I need to get better at uniformity - and I'm not sure this is the best recipe out there, so I'm not posting the recipe. But I'll keep looking, and trying, until I have the right one to share!

The point of this post is - to not be afraid to try. It won't always be perfect, but it will always be homemade, and made from the heart. And THAT is what it's all about.


Saturday, March 29, 2014

when in Rome....

You know the saying. "When in Rome, do as the Romans do."

I like to apply that to my food. (Imagine that!)

We travel a lot. Not glamorous vacations in high-end resorts, but typically road trips, with the destination being a family member or close friend. And the best part of road trips is seeing everything along the way. We have road tripped out west, down south, to the east, and even Route 66. One of my favorite things to do on road trips is sample the local foods - finding small, out of the way eateries that specialize in some of the local favorites.

Being the foodie that I am, I often come home from the trips wanting to recreate what I've enjoyed on my road trip. My family is even guilty - asking me to make something they've had on a trip. I learned early on that living in a small Midwestern town, I don't always have access to ingredients needed. And I have learned to improvise, making muffaletta olive salad from scratch when it wasn't found in the store.

But I am wiser now.

So while other people bring back shot glasses, artwork, and postcards, I bring home souvenirs that will help me in the kitchen - seasonings, condiments, and even chicory. I will even bring back meats, cheeses, and of course wines and beers to enjoy once we are home. (Again the perk of road trips - room for more to bring home!)

We returned a couple of weeks ago from an extended vacation to New Orleans and Memphis. While I've been to New Orleans several times, I had never spent time in Memphis. With family and friends in both places, we got to enjoy amazing local foods - both homemade and in restaurants. My new favorite from New Orleans would have to be the boudin sausage, and from Memphis of course - we had amazing ribs.

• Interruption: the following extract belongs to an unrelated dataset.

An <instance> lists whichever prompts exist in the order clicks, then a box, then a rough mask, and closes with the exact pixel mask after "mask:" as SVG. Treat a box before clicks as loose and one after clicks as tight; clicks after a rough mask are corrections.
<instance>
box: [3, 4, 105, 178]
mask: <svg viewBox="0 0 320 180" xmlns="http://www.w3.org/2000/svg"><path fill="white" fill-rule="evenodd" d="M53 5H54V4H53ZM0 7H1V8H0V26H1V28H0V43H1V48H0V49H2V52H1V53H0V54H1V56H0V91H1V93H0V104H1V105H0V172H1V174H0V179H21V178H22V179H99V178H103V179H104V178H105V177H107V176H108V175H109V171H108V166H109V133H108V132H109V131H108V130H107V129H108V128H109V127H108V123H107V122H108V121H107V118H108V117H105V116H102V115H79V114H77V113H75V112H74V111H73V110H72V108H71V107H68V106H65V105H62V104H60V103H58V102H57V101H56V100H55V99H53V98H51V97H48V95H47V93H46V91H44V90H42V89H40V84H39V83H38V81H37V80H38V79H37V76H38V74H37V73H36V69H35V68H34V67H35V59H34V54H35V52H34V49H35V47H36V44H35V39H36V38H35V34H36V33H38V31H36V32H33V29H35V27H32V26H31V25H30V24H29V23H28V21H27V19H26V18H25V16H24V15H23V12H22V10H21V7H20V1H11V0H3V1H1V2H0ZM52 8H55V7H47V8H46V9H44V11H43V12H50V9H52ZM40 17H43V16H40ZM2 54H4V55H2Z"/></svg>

So I brought home my souvenirs from both places -a couple of seasonings, the chicory I can't find here locally, as well as the muffaletta salad, and some amazing rib marinade to try.


For me, it allows me to not only play with some new foods, but it makes our vacation last a little bit longer, as we remember our favorite parts of the vacation while enjoying some of that amazing food back home.

So next time you're a world traveler, think about bringing something home for your kitchen. It will give you a reason to try some new recipes!

Saturday, March 22, 2014

Italian style cabbage rolls - deconstructed!

Hope you all have your coffee in hand! Time for another round of Saturday morning coffee with Missy! I've been gone for awhile - a long vacation, and then a family issue, but I'm back, and cooking in the kitchen!

I saw a post floating around  for a cabbage roll dish - in a pot on the stove. Knowing I had a half a cabbage left in the fridge from St. Patrick's Day's corned beef and cabbage, I thought I'd put my own twist on it.

I started by browning up some amazing local ground beef with onion and garlic. Once browned, I added in Italian diced tomatoes, some chopped cabbage, and some cooked orzo (I always have some cooked grains in the fridge for easy meals - orzo went well with the Italian twist on the dish!). I added some salt, and seasonings, and had a wonderful dinner for this cold spring day in Wisconsin. Paired with fresh Italian bread from the oven, I think my husband will enjoy dinner tonight!


Italian Style Cabbage Rolls - Deconstructed!
1 Tbsp. olive oil
1 lb. ground beef
1/2 medium onion, chopped
2 cloves of garlic, minced
28 oz. can Diced Italian Tomatoes
1 cup cooked orzo
1/2 medium head of cabbage, chopped
1 tsp salt
1 tsp dried Italian sesasoning


In a large deep saute pan, or a large sauce pan, brown meat with onion and garlic until meat is browned and vegetables are softened. Add canned tomatoes and juice, cooked orzo, salt, Italian seasoning, and chopped cabbage. Cover and simmer untlil cabbage is soft, about 20-30 minutes.

The beauty of this dish - you could use pork sausage instead of ground beef, 
cooked rice instead of orzo... It's an easy dish to modify, to make to your family's tastes. Enjoy!